Scotland has different laws governing heritage than England and Wales. The most recent law for Scotland is the Historic Environment (Amendment) (Scotland) Act 2011 . England now has the National Planning Policy Framework to govern development and its impact on heritage. While the laws and regulations may be similar they are separate.
Treasure Trove Vs Portable Antiquity Scheme
The difference in legislation can be seen when it comes to metal detecting and finds. England and Wales have the Portable Antiquities Scheme which encourages the reporting of finds, and if it is “Treasure” requires reporting, but allows the finders/property owners to keep the objects. Scotland and the Isle of Man have different laws. In Scotland all lost property, except for some types of money, is the property of the Crown. You must report all finds to Treasure Trove and they might reimburse the finder.
Heritage Lottery Fund
There is already a regional office in Scotland with its own committee that decides what projects get funded in Scotland.
Would an Independent Scotland make a Difference?
Currently there are very different systems in place across the different ‘kingdoms’ that make up the United Kingdom. These difference have been on going for decades or even centuries. More importantly, all of the nations have the ability, to varying degrees to change these areas.
- Laws can be changed in the case of Scotland.
- Even without the ability to write laws Wales has managed to carve out a very interesting niche in heritage management with the Welsh Archaeology Trusts system.
- For years universities can and have been able to make their own programmes.
- Community organisations have the ability to pursue their own goals and interests as charities.
Independence will not change the direction of these areas because change can happen regardless of the outcome. Independence or not, the power is still there regardless.

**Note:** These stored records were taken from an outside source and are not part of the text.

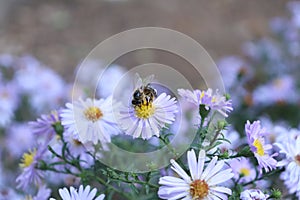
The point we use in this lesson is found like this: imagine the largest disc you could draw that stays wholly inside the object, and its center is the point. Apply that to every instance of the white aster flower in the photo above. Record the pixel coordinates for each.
(149, 118)
(202, 184)
(253, 194)
(212, 101)
(290, 147)
(90, 120)
(82, 194)
(256, 140)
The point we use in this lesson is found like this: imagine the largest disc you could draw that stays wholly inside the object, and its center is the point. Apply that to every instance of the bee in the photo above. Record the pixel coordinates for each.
(143, 93)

Will Anything Change Soon?
I don’t see independence being a catalyst for any short term changes either because Scotland already has laws, systems, government bodies, etc. in place. None of this will have to be created from scratch with an independent Scotland. There is going to be very little pressure, resulting from the referendum, to change anything in relation to Heritage and Archaeology.

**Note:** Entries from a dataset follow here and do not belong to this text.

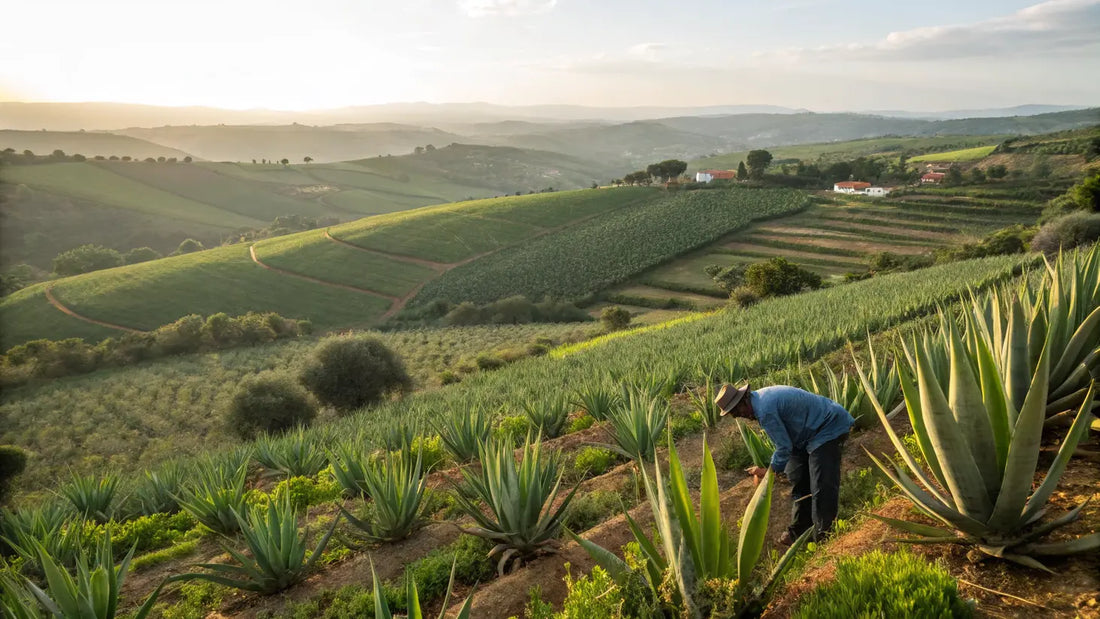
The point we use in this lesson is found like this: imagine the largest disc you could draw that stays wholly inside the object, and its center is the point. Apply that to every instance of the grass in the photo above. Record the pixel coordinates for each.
(149, 295)
(133, 417)
(604, 251)
(92, 183)
(850, 150)
(209, 186)
(310, 253)
(960, 155)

If the vote is ‘Yes’ than Scotland will be incredibly busy for the next few years preparing for independence negotiating new treaties, etc. etc. I doubt making changes to how Heritage and Archaeology is run will be high on Scotland’s to-do list. Moreover, Historic Scotland and the Scottish Commission will be merging soon and will be very busy with that probably for several years. Even with a ‘No Thanks’ vote the Heritage Sector will be busy enough with the new government body. Overall, expect very little to change in the short term, next 2-5 years, in Scotland no matter what the vote is.
What Will Change?
There are a few areas that might be affected e.g. money, but I will touch on that in the next few posts. Still overall the act of independence, or not, will make very little difference to how heritage and archaeology is run.
*For my non-British readers, Cameron is the Prime Minister of GB and the leader of the conservative party. Easily the most hated political party in all of Scotland. For 30 years they did not win a single parliamentary seat in Scotland and only got their first one in the last election- in the border area with England. The conservatives go over in Scotland like a fart in church.